Insurers cannot always rely on broad, general exclusions, particularly when specific exclusionary language exists and is used in the insurance marketplace.

Certain jurisdictions interpret the pollution exclusion more expansively than others, see, e.g., Certain Underwriters at Lloyd’s London v. C.A. Turner Const. Co., 112 F.3d 184, 187-88 (5th Cir. 1997) (noting that in Texas the pollution exclusion encompasses “more than traditional conceptions of pollution”), but a recent Illinois decision interpreting Texas law suggests that this expansiveness has its limits.  See In re Liquidation of Legion Indemnity Company, 2015 IL App (1st) 140452-U.

Legion arose out of a contract between D. Reyna Construction, Inc. (“Reyna”) and Hidalgo County, Texas (“County”), to construct various government buildings.  Id. ¶ 5.  Pursuant to the contract, Reyna procured a CGL policy from Legion Indemnity Co. (“Legion”).  Id.  The County subsequently filed suit against Reyna for mold in the buildings, and County employees also intervened to bring mold-related claims.  Id. ¶ 6.  In 2009, the employees obtained a $37.7 million judgment against Reyna, and Reyna thereafter assigned to the employees its right to recovery under the Legion Policy.  Id. ¶ 7.  Because Legion was being liquidated, the County employees filed a proof of claim against Legion.  Id.  The liquidator disallowed the claim, contending (among other things) that the “Pollution and Health Hazard” exclusion in the Policy barred the employees’ claims.  Id.

The Policy included specific exclusions for asbestos and lead contamination as well as a generic “Pollution and Health Hazard” exclusion, which excluded from coverage: “either (1) the contamination of the environment by any pollutant that is introduced at anytime, anywhere, or in any way; or (2) on account of a single, continuous, or intermittent or repeated exposure to, ingestion of inhalation of or absorption of any Health Hazard.”  Id. ¶ 8. “Pollutant” was in turn defined as “any smoke, vapors, soot, Electromagnetic Field Radiation, fumes, acids, alkalis, chemicals, liquids, solids, gases, radiation, thermal pollutants, noise or sound of any kind or any other irritant or contaminant.”  Id.  And “Health Hazard” was defined as “any chemical, alkali, radioactive material, or any other irritant or any pollutant or other substance, product, or waste product, or the fumes or other discharges or effects therefrom, whether liquid, gas or solid, alleged or determined to be toxic or harmful to the health of any person, plant or animal.”  Id.

The trial court held that mold fell within the definition of both “pollutant” and “Health Hazard” and, therefore, that the “Pollution and Health Hazard” exclusion barred coverage for the employees’ claims.  Id.  The First District reversed, holding that the trial court misapplied well-settled rules of contract construction, which require a court to look at the plain language of the contract to give effect to the parties’ intent and to interpret exclusions  narrowly and in favor of coverage.  Id. ¶ 16.  The First District acknowledged that the Policy did not specifically exclude mold- or fungi-related claims.  Id.  Because those terms were not listed in the Policy exclusions, any intent to exclude “must be expressed in clear and unambiguous language.”  Id. ¶ 17.
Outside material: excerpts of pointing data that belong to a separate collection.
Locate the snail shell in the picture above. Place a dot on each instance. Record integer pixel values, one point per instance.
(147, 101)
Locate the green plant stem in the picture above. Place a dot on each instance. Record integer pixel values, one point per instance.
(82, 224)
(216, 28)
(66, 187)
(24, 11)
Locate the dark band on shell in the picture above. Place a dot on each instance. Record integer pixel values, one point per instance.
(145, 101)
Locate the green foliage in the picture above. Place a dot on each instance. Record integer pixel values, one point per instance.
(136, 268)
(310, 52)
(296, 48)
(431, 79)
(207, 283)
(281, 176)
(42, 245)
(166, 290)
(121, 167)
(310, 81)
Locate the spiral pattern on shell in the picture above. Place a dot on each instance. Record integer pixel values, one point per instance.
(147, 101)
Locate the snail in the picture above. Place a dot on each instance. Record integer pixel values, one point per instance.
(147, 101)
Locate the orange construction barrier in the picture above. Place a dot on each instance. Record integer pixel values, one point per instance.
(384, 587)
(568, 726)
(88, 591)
The trial court had held that, “due to its irritating and toxigenic effects, and because it poses health risks to humans,” mold fell within the scope of the exclusion, which “precluded coverage for bodily injury caused by ‘ingestion of inhalation of or absorption of any Health Hazard.’”  Id. ¶ 19.  The First District rejected that open- ended holding, reasoning that the Policy exclusion and definitions used such “broad and general language” that “anything—solid, liquid, gas or substance—that would potentially cause injury to a person would be excluded from coverage.”  Id. (emphasis added).  The First District concluded that such a reading would make the policy “illusory.”  Id.  Because exclusions are “strictly construed against the insurer,” the First District found that the exclusion did not bar coverage for mold-related claims.  Id.

In reaching its conclusion, the First District took into account the fact that Legion had later issued several other liability and property insurance policies that “unambiguously” excluded mold or fungi from coverage, but the court stressed that the existence of such revised policies was not determinative.  Id. ¶ 28.  The First District reversed the trial court and remanded the case for further proceedings.  Id. ¶ 29.  Although not explicitly stated, the case confirms that even an expansive reading of the “broad and general” pollution exclusion must have its limits.